Durante as sessões de gravação para o álbum "Let It Be", em janeiro de 1970, os Beatles já estavam em ruínas. Conflitos internos e externos, diferenças de opiniões e qualquer discordância entre os membros causava atrito. Não dava mais. Aquela alegria e o sorriso sempre estampados no rosto de John, Paul, George e Ringo, já não mais existiam. George Harrison em específico, sempre sofreu, ofuscado pela sombra dos talentos de Lennon e McCartney. Raramente conseguia espaço para encaixar suas canções no tracklist final de um álbum. As vezes parecia justo, mas, em muitas outras não.
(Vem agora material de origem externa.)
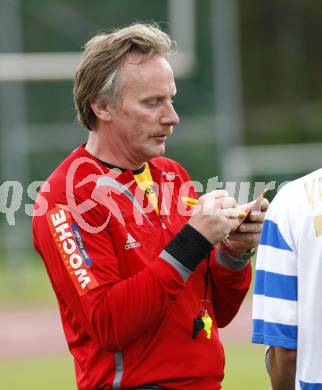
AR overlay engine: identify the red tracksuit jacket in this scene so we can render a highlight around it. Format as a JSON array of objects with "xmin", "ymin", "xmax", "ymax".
[{"xmin": 33, "ymin": 146, "xmax": 251, "ymax": 390}]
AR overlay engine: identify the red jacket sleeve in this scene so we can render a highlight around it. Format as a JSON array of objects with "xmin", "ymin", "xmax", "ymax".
[{"xmin": 33, "ymin": 207, "xmax": 185, "ymax": 352}]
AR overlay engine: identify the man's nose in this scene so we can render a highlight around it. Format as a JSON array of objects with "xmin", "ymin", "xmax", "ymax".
[{"xmin": 160, "ymin": 103, "xmax": 180, "ymax": 126}]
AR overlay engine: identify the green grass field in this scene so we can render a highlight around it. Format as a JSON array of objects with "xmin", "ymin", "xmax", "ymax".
[
  {"xmin": 0, "ymin": 259, "xmax": 269, "ymax": 390},
  {"xmin": 0, "ymin": 345, "xmax": 269, "ymax": 390}
]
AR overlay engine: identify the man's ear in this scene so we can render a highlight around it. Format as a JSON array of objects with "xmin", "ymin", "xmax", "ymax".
[{"xmin": 91, "ymin": 102, "xmax": 111, "ymax": 122}]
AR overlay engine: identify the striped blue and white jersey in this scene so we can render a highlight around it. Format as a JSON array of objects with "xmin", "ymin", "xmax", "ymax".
[{"xmin": 252, "ymin": 169, "xmax": 322, "ymax": 390}]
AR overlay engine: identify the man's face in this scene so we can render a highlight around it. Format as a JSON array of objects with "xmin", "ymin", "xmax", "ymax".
[{"xmin": 109, "ymin": 53, "xmax": 179, "ymax": 165}]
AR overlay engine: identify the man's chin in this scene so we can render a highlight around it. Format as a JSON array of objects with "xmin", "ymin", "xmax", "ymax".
[{"xmin": 146, "ymin": 144, "xmax": 165, "ymax": 160}]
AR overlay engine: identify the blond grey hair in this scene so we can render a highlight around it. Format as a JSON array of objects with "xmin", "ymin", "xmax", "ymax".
[{"xmin": 74, "ymin": 23, "xmax": 174, "ymax": 130}]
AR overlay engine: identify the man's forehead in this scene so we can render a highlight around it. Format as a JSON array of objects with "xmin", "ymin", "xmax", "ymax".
[{"xmin": 122, "ymin": 52, "xmax": 174, "ymax": 83}]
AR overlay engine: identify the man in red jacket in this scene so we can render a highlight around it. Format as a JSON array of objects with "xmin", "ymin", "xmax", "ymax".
[{"xmin": 33, "ymin": 24, "xmax": 267, "ymax": 390}]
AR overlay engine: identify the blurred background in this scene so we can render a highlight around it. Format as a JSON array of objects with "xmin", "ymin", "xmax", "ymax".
[{"xmin": 0, "ymin": 0, "xmax": 322, "ymax": 390}]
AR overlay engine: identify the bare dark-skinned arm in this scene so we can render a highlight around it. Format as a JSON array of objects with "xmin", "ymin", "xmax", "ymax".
[{"xmin": 269, "ymin": 347, "xmax": 296, "ymax": 390}]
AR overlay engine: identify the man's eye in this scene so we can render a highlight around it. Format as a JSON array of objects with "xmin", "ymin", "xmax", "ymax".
[{"xmin": 146, "ymin": 99, "xmax": 160, "ymax": 107}]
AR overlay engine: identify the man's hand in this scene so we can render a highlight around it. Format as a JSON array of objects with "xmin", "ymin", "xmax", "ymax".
[
  {"xmin": 189, "ymin": 190, "xmax": 240, "ymax": 244},
  {"xmin": 226, "ymin": 198, "xmax": 269, "ymax": 255}
]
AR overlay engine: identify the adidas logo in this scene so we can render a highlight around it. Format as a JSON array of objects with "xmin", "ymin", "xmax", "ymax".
[{"xmin": 124, "ymin": 233, "xmax": 141, "ymax": 250}]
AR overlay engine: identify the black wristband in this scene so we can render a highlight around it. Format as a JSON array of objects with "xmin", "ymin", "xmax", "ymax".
[{"xmin": 164, "ymin": 224, "xmax": 213, "ymax": 271}]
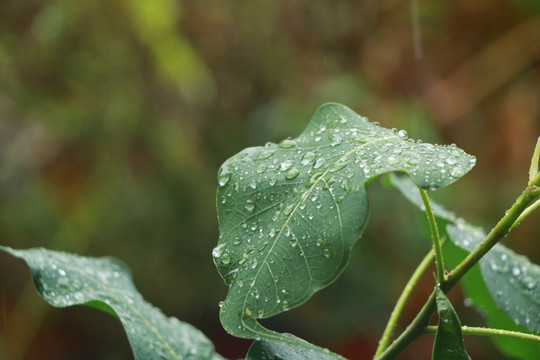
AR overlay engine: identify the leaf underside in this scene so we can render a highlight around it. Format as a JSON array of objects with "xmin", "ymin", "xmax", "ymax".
[
  {"xmin": 213, "ymin": 104, "xmax": 475, "ymax": 343},
  {"xmin": 432, "ymin": 287, "xmax": 471, "ymax": 360},
  {"xmin": 0, "ymin": 247, "xmax": 217, "ymax": 360}
]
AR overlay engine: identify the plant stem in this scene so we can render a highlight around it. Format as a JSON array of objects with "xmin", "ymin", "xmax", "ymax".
[
  {"xmin": 375, "ymin": 249, "xmax": 435, "ymax": 357},
  {"xmin": 374, "ymin": 291, "xmax": 437, "ymax": 360},
  {"xmin": 510, "ymin": 199, "xmax": 540, "ymax": 231},
  {"xmin": 425, "ymin": 326, "xmax": 540, "ymax": 342},
  {"xmin": 529, "ymin": 137, "xmax": 540, "ymax": 185},
  {"xmin": 418, "ymin": 188, "xmax": 446, "ymax": 284},
  {"xmin": 375, "ymin": 174, "xmax": 540, "ymax": 360}
]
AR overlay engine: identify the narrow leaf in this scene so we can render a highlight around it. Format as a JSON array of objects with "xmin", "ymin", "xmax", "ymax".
[
  {"xmin": 246, "ymin": 334, "xmax": 345, "ymax": 360},
  {"xmin": 390, "ymin": 176, "xmax": 540, "ymax": 354},
  {"xmin": 213, "ymin": 104, "xmax": 475, "ymax": 341},
  {"xmin": 0, "ymin": 247, "xmax": 221, "ymax": 360},
  {"xmin": 444, "ymin": 241, "xmax": 540, "ymax": 360},
  {"xmin": 432, "ymin": 287, "xmax": 471, "ymax": 360},
  {"xmin": 447, "ymin": 223, "xmax": 540, "ymax": 333}
]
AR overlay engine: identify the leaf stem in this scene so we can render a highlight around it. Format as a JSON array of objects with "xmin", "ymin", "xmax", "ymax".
[
  {"xmin": 418, "ymin": 188, "xmax": 446, "ymax": 284},
  {"xmin": 375, "ymin": 174, "xmax": 540, "ymax": 360},
  {"xmin": 375, "ymin": 249, "xmax": 435, "ymax": 357},
  {"xmin": 529, "ymin": 137, "xmax": 540, "ymax": 185},
  {"xmin": 510, "ymin": 199, "xmax": 540, "ymax": 231},
  {"xmin": 425, "ymin": 326, "xmax": 540, "ymax": 342}
]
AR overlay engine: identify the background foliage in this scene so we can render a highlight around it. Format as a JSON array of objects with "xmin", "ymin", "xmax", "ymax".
[{"xmin": 0, "ymin": 0, "xmax": 540, "ymax": 360}]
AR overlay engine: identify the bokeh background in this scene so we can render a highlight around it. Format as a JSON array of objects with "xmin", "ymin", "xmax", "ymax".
[{"xmin": 0, "ymin": 0, "xmax": 540, "ymax": 360}]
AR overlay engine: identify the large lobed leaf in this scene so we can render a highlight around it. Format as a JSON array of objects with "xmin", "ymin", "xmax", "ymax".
[
  {"xmin": 0, "ymin": 247, "xmax": 222, "ymax": 360},
  {"xmin": 432, "ymin": 287, "xmax": 471, "ymax": 360},
  {"xmin": 213, "ymin": 104, "xmax": 475, "ymax": 343}
]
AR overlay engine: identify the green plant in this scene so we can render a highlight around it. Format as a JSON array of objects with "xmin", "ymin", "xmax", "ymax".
[{"xmin": 2, "ymin": 104, "xmax": 540, "ymax": 360}]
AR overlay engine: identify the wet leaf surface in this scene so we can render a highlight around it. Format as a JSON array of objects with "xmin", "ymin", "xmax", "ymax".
[
  {"xmin": 0, "ymin": 247, "xmax": 222, "ymax": 360},
  {"xmin": 212, "ymin": 104, "xmax": 475, "ymax": 342}
]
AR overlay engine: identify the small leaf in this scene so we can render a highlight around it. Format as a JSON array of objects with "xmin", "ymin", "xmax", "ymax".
[
  {"xmin": 0, "ymin": 247, "xmax": 221, "ymax": 360},
  {"xmin": 444, "ymin": 241, "xmax": 540, "ymax": 360},
  {"xmin": 212, "ymin": 104, "xmax": 475, "ymax": 341},
  {"xmin": 432, "ymin": 287, "xmax": 471, "ymax": 360},
  {"xmin": 389, "ymin": 174, "xmax": 459, "ymax": 222},
  {"xmin": 246, "ymin": 334, "xmax": 345, "ymax": 360},
  {"xmin": 447, "ymin": 224, "xmax": 540, "ymax": 333}
]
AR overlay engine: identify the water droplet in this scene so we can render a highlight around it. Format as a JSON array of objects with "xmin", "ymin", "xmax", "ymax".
[
  {"xmin": 249, "ymin": 179, "xmax": 257, "ymax": 189},
  {"xmin": 450, "ymin": 166, "xmax": 465, "ymax": 177},
  {"xmin": 283, "ymin": 204, "xmax": 294, "ymax": 216},
  {"xmin": 302, "ymin": 151, "xmax": 317, "ymax": 165},
  {"xmin": 232, "ymin": 236, "xmax": 242, "ymax": 245},
  {"xmin": 387, "ymin": 155, "xmax": 399, "ymax": 165},
  {"xmin": 313, "ymin": 158, "xmax": 326, "ymax": 169},
  {"xmin": 218, "ymin": 173, "xmax": 231, "ymax": 187},
  {"xmin": 212, "ymin": 244, "xmax": 226, "ymax": 259},
  {"xmin": 285, "ymin": 168, "xmax": 300, "ymax": 180},
  {"xmin": 257, "ymin": 163, "xmax": 267, "ymax": 173},
  {"xmin": 330, "ymin": 162, "xmax": 348, "ymax": 172},
  {"xmin": 221, "ymin": 254, "xmax": 231, "ymax": 265},
  {"xmin": 397, "ymin": 130, "xmax": 409, "ymax": 140},
  {"xmin": 279, "ymin": 160, "xmax": 294, "ymax": 171},
  {"xmin": 279, "ymin": 139, "xmax": 296, "ymax": 149},
  {"xmin": 245, "ymin": 200, "xmax": 255, "ymax": 212}
]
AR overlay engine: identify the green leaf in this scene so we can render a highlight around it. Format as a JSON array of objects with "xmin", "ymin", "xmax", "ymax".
[
  {"xmin": 388, "ymin": 174, "xmax": 459, "ymax": 222},
  {"xmin": 389, "ymin": 175, "xmax": 540, "ymax": 360},
  {"xmin": 432, "ymin": 287, "xmax": 471, "ymax": 360},
  {"xmin": 246, "ymin": 334, "xmax": 345, "ymax": 360},
  {"xmin": 0, "ymin": 247, "xmax": 221, "ymax": 360},
  {"xmin": 213, "ymin": 104, "xmax": 475, "ymax": 342},
  {"xmin": 444, "ymin": 241, "xmax": 540, "ymax": 360},
  {"xmin": 447, "ymin": 223, "xmax": 540, "ymax": 333}
]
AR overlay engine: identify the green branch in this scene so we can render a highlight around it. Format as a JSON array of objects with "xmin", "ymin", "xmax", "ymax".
[
  {"xmin": 418, "ymin": 188, "xmax": 446, "ymax": 284},
  {"xmin": 375, "ymin": 249, "xmax": 435, "ymax": 357},
  {"xmin": 529, "ymin": 137, "xmax": 540, "ymax": 185},
  {"xmin": 425, "ymin": 326, "xmax": 540, "ymax": 342},
  {"xmin": 375, "ymin": 174, "xmax": 540, "ymax": 360}
]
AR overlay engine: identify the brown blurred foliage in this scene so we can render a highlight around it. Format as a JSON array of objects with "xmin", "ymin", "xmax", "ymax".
[{"xmin": 0, "ymin": 0, "xmax": 540, "ymax": 360}]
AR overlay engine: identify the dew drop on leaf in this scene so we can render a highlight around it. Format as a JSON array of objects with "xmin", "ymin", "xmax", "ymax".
[
  {"xmin": 313, "ymin": 158, "xmax": 326, "ymax": 169},
  {"xmin": 285, "ymin": 168, "xmax": 300, "ymax": 180},
  {"xmin": 397, "ymin": 130, "xmax": 409, "ymax": 139},
  {"xmin": 257, "ymin": 163, "xmax": 267, "ymax": 173},
  {"xmin": 245, "ymin": 200, "xmax": 255, "ymax": 212},
  {"xmin": 218, "ymin": 173, "xmax": 231, "ymax": 187},
  {"xmin": 279, "ymin": 160, "xmax": 293, "ymax": 171}
]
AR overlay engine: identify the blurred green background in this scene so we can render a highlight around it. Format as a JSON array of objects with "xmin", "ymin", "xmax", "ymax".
[{"xmin": 0, "ymin": 0, "xmax": 540, "ymax": 360}]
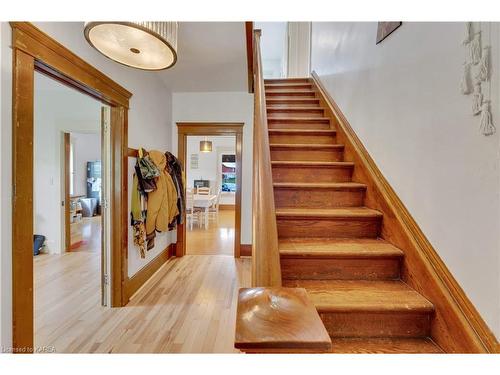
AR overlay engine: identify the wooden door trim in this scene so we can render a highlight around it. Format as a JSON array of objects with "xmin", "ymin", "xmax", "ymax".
[
  {"xmin": 63, "ymin": 133, "xmax": 71, "ymax": 251},
  {"xmin": 175, "ymin": 122, "xmax": 244, "ymax": 258},
  {"xmin": 245, "ymin": 21, "xmax": 254, "ymax": 94},
  {"xmin": 10, "ymin": 22, "xmax": 132, "ymax": 352}
]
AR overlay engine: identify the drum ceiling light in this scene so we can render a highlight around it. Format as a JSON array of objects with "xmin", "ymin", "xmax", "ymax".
[
  {"xmin": 200, "ymin": 138, "xmax": 212, "ymax": 152},
  {"xmin": 84, "ymin": 22, "xmax": 177, "ymax": 70}
]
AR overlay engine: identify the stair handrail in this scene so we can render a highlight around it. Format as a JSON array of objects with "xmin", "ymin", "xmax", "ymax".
[{"xmin": 252, "ymin": 30, "xmax": 281, "ymax": 287}]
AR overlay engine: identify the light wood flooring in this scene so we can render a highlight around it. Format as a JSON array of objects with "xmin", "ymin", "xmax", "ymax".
[
  {"xmin": 186, "ymin": 210, "xmax": 234, "ymax": 255},
  {"xmin": 34, "ymin": 213, "xmax": 251, "ymax": 353}
]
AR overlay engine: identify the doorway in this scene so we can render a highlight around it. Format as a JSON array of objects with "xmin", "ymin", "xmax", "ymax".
[
  {"xmin": 10, "ymin": 22, "xmax": 132, "ymax": 353},
  {"xmin": 176, "ymin": 122, "xmax": 243, "ymax": 257},
  {"xmin": 33, "ymin": 72, "xmax": 110, "ymax": 351}
]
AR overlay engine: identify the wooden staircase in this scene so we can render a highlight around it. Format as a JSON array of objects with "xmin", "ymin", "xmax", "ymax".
[{"xmin": 265, "ymin": 78, "xmax": 441, "ymax": 353}]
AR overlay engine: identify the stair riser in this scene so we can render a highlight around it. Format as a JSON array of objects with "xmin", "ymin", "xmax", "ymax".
[
  {"xmin": 274, "ymin": 187, "xmax": 365, "ymax": 208},
  {"xmin": 264, "ymin": 78, "xmax": 310, "ymax": 85},
  {"xmin": 266, "ymin": 97, "xmax": 319, "ymax": 109},
  {"xmin": 271, "ymin": 147, "xmax": 344, "ymax": 161},
  {"xmin": 268, "ymin": 121, "xmax": 331, "ymax": 130},
  {"xmin": 273, "ymin": 165, "xmax": 352, "ymax": 182},
  {"xmin": 267, "ymin": 108, "xmax": 324, "ymax": 120},
  {"xmin": 266, "ymin": 90, "xmax": 316, "ymax": 99},
  {"xmin": 281, "ymin": 256, "xmax": 400, "ymax": 282},
  {"xmin": 276, "ymin": 216, "xmax": 381, "ymax": 238},
  {"xmin": 319, "ymin": 311, "xmax": 431, "ymax": 337},
  {"xmin": 264, "ymin": 83, "xmax": 312, "ymax": 90},
  {"xmin": 269, "ymin": 134, "xmax": 335, "ymax": 145}
]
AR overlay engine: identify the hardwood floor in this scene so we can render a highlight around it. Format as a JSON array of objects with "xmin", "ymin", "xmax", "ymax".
[
  {"xmin": 35, "ymin": 242, "xmax": 251, "ymax": 353},
  {"xmin": 186, "ymin": 210, "xmax": 235, "ymax": 255}
]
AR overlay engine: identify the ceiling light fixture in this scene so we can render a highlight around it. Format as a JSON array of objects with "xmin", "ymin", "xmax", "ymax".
[
  {"xmin": 84, "ymin": 22, "xmax": 177, "ymax": 70},
  {"xmin": 200, "ymin": 137, "xmax": 212, "ymax": 152}
]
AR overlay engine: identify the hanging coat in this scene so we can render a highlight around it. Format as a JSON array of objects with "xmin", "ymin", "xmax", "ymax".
[
  {"xmin": 165, "ymin": 151, "xmax": 186, "ymax": 229},
  {"xmin": 146, "ymin": 150, "xmax": 179, "ymax": 250}
]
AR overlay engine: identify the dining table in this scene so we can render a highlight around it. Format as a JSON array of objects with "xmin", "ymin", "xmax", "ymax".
[{"xmin": 193, "ymin": 194, "xmax": 217, "ymax": 229}]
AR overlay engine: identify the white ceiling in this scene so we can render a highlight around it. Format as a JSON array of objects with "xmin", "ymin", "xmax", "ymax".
[
  {"xmin": 37, "ymin": 22, "xmax": 248, "ymax": 92},
  {"xmin": 156, "ymin": 22, "xmax": 248, "ymax": 92}
]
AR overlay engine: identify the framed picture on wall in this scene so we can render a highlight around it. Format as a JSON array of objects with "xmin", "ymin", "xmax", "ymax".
[{"xmin": 375, "ymin": 22, "xmax": 403, "ymax": 44}]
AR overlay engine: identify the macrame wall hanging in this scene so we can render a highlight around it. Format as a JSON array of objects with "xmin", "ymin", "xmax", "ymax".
[{"xmin": 460, "ymin": 22, "xmax": 496, "ymax": 136}]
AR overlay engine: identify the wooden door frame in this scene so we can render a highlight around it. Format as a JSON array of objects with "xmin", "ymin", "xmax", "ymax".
[
  {"xmin": 10, "ymin": 22, "xmax": 132, "ymax": 352},
  {"xmin": 175, "ymin": 122, "xmax": 244, "ymax": 258},
  {"xmin": 63, "ymin": 132, "xmax": 71, "ymax": 251}
]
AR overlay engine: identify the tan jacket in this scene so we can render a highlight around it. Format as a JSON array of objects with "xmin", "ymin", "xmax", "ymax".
[{"xmin": 146, "ymin": 150, "xmax": 179, "ymax": 235}]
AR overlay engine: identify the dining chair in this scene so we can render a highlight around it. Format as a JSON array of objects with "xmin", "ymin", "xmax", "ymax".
[
  {"xmin": 208, "ymin": 189, "xmax": 221, "ymax": 221},
  {"xmin": 196, "ymin": 187, "xmax": 210, "ymax": 195}
]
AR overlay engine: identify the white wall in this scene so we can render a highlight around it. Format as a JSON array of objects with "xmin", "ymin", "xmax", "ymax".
[
  {"xmin": 171, "ymin": 92, "xmax": 253, "ymax": 244},
  {"xmin": 312, "ymin": 22, "xmax": 500, "ymax": 337},
  {"xmin": 71, "ymin": 129, "xmax": 101, "ymax": 195},
  {"xmin": 0, "ymin": 20, "xmax": 4, "ymax": 345},
  {"xmin": 287, "ymin": 22, "xmax": 311, "ymax": 78},
  {"xmin": 33, "ymin": 73, "xmax": 102, "ymax": 254},
  {"xmin": 254, "ymin": 22, "xmax": 288, "ymax": 78},
  {"xmin": 0, "ymin": 22, "xmax": 172, "ymax": 346}
]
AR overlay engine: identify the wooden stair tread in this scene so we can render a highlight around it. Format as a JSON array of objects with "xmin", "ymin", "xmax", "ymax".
[
  {"xmin": 278, "ymin": 238, "xmax": 404, "ymax": 258},
  {"xmin": 276, "ymin": 207, "xmax": 382, "ymax": 219},
  {"xmin": 271, "ymin": 160, "xmax": 354, "ymax": 168},
  {"xmin": 264, "ymin": 77, "xmax": 311, "ymax": 84},
  {"xmin": 267, "ymin": 116, "xmax": 330, "ymax": 123},
  {"xmin": 234, "ymin": 288, "xmax": 331, "ymax": 352},
  {"xmin": 268, "ymin": 129, "xmax": 336, "ymax": 135},
  {"xmin": 273, "ymin": 182, "xmax": 366, "ymax": 190},
  {"xmin": 294, "ymin": 280, "xmax": 434, "ymax": 313},
  {"xmin": 332, "ymin": 337, "xmax": 443, "ymax": 354},
  {"xmin": 267, "ymin": 106, "xmax": 325, "ymax": 113},
  {"xmin": 269, "ymin": 143, "xmax": 344, "ymax": 150},
  {"xmin": 266, "ymin": 96, "xmax": 320, "ymax": 105}
]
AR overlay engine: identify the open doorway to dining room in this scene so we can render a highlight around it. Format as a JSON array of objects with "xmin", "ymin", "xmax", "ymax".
[
  {"xmin": 186, "ymin": 135, "xmax": 238, "ymax": 255},
  {"xmin": 177, "ymin": 123, "xmax": 243, "ymax": 257}
]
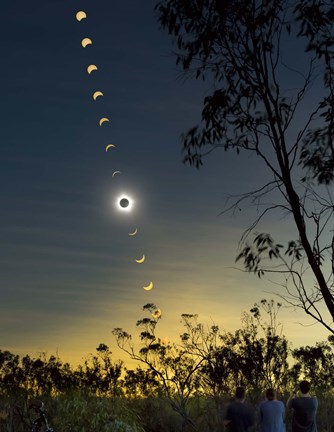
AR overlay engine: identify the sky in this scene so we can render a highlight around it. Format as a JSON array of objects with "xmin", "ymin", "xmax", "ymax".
[{"xmin": 0, "ymin": 0, "xmax": 327, "ymax": 364}]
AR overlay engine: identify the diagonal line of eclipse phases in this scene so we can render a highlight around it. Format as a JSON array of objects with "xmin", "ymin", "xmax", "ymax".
[{"xmin": 76, "ymin": 6, "xmax": 161, "ymax": 319}]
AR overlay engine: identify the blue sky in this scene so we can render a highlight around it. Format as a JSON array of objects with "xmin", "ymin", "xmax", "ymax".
[{"xmin": 0, "ymin": 0, "xmax": 326, "ymax": 362}]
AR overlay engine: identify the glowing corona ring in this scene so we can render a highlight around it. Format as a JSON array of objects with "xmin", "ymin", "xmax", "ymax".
[{"xmin": 116, "ymin": 194, "xmax": 133, "ymax": 213}]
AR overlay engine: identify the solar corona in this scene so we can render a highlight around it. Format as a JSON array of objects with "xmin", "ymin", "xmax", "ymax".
[{"xmin": 75, "ymin": 10, "xmax": 161, "ymax": 319}]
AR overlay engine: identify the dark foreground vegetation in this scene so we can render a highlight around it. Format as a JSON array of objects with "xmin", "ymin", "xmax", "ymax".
[{"xmin": 0, "ymin": 300, "xmax": 334, "ymax": 432}]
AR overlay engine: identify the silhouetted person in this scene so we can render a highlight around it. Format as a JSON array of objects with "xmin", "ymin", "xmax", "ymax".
[
  {"xmin": 287, "ymin": 381, "xmax": 318, "ymax": 432},
  {"xmin": 224, "ymin": 387, "xmax": 254, "ymax": 432},
  {"xmin": 259, "ymin": 388, "xmax": 285, "ymax": 432}
]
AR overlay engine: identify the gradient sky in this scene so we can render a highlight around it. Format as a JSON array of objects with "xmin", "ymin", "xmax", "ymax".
[{"xmin": 0, "ymin": 0, "xmax": 326, "ymax": 364}]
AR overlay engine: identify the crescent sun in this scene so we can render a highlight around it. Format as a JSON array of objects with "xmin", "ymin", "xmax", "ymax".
[
  {"xmin": 93, "ymin": 91, "xmax": 103, "ymax": 100},
  {"xmin": 106, "ymin": 144, "xmax": 116, "ymax": 151},
  {"xmin": 128, "ymin": 228, "xmax": 138, "ymax": 236},
  {"xmin": 99, "ymin": 117, "xmax": 109, "ymax": 126},
  {"xmin": 135, "ymin": 254, "xmax": 145, "ymax": 264},
  {"xmin": 87, "ymin": 65, "xmax": 97, "ymax": 75},
  {"xmin": 152, "ymin": 309, "xmax": 161, "ymax": 318},
  {"xmin": 81, "ymin": 38, "xmax": 93, "ymax": 48},
  {"xmin": 143, "ymin": 282, "xmax": 153, "ymax": 291},
  {"xmin": 75, "ymin": 11, "xmax": 87, "ymax": 21}
]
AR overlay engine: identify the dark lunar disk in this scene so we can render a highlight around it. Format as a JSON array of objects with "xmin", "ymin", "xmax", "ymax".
[{"xmin": 119, "ymin": 198, "xmax": 130, "ymax": 208}]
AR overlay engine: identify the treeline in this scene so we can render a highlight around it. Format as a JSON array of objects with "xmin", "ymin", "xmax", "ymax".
[{"xmin": 0, "ymin": 300, "xmax": 334, "ymax": 432}]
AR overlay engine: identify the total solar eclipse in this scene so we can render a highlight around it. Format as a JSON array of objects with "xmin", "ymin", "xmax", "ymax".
[
  {"xmin": 119, "ymin": 198, "xmax": 130, "ymax": 208},
  {"xmin": 116, "ymin": 194, "xmax": 133, "ymax": 212}
]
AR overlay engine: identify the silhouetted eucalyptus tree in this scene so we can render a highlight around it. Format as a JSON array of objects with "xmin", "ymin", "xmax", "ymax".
[{"xmin": 156, "ymin": 0, "xmax": 334, "ymax": 333}]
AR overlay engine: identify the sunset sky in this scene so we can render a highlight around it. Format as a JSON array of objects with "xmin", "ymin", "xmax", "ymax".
[{"xmin": 0, "ymin": 0, "xmax": 327, "ymax": 364}]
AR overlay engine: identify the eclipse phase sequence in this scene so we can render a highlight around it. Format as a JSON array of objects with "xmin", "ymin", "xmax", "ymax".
[{"xmin": 116, "ymin": 195, "xmax": 133, "ymax": 212}]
Quando "Abbey Road" - último álbum gravado pelos Beatles - foi lançado, algo interessante foi possível notar. Harrison havia atingido a excelência como compositor. Até certo ponto tardia, já que John e Paul conseguiram desenvolver este atributo muito antes. Emplacou algumas ótimas canções sim, como: "While My Guitar Gently Weeps", "Taxman", "For You Blue", etc. Mas, ao ouvir "Something" e "Here Comes The Sun", há a comprovação do que estou dizendo.

É claro que Harrison não compunha somente as músicas que entravam para os álbuns. Assim, com o término dos Beatles, seu acervo era enorme. Algumas ideias rejeitadas pelos ex-Beatles, combinadas com outras novas e algumas parcerias interessantes, permitiram Harrison registrar, ainda no mesmo ano, o seu primeiro álbum solo na era pós-Beatles. Aqui, vamos falar de "All Things Must Pass", um álbum duplo, LP triplo, considerado por muitos como o melhor álbum solo de um ex-Beatle.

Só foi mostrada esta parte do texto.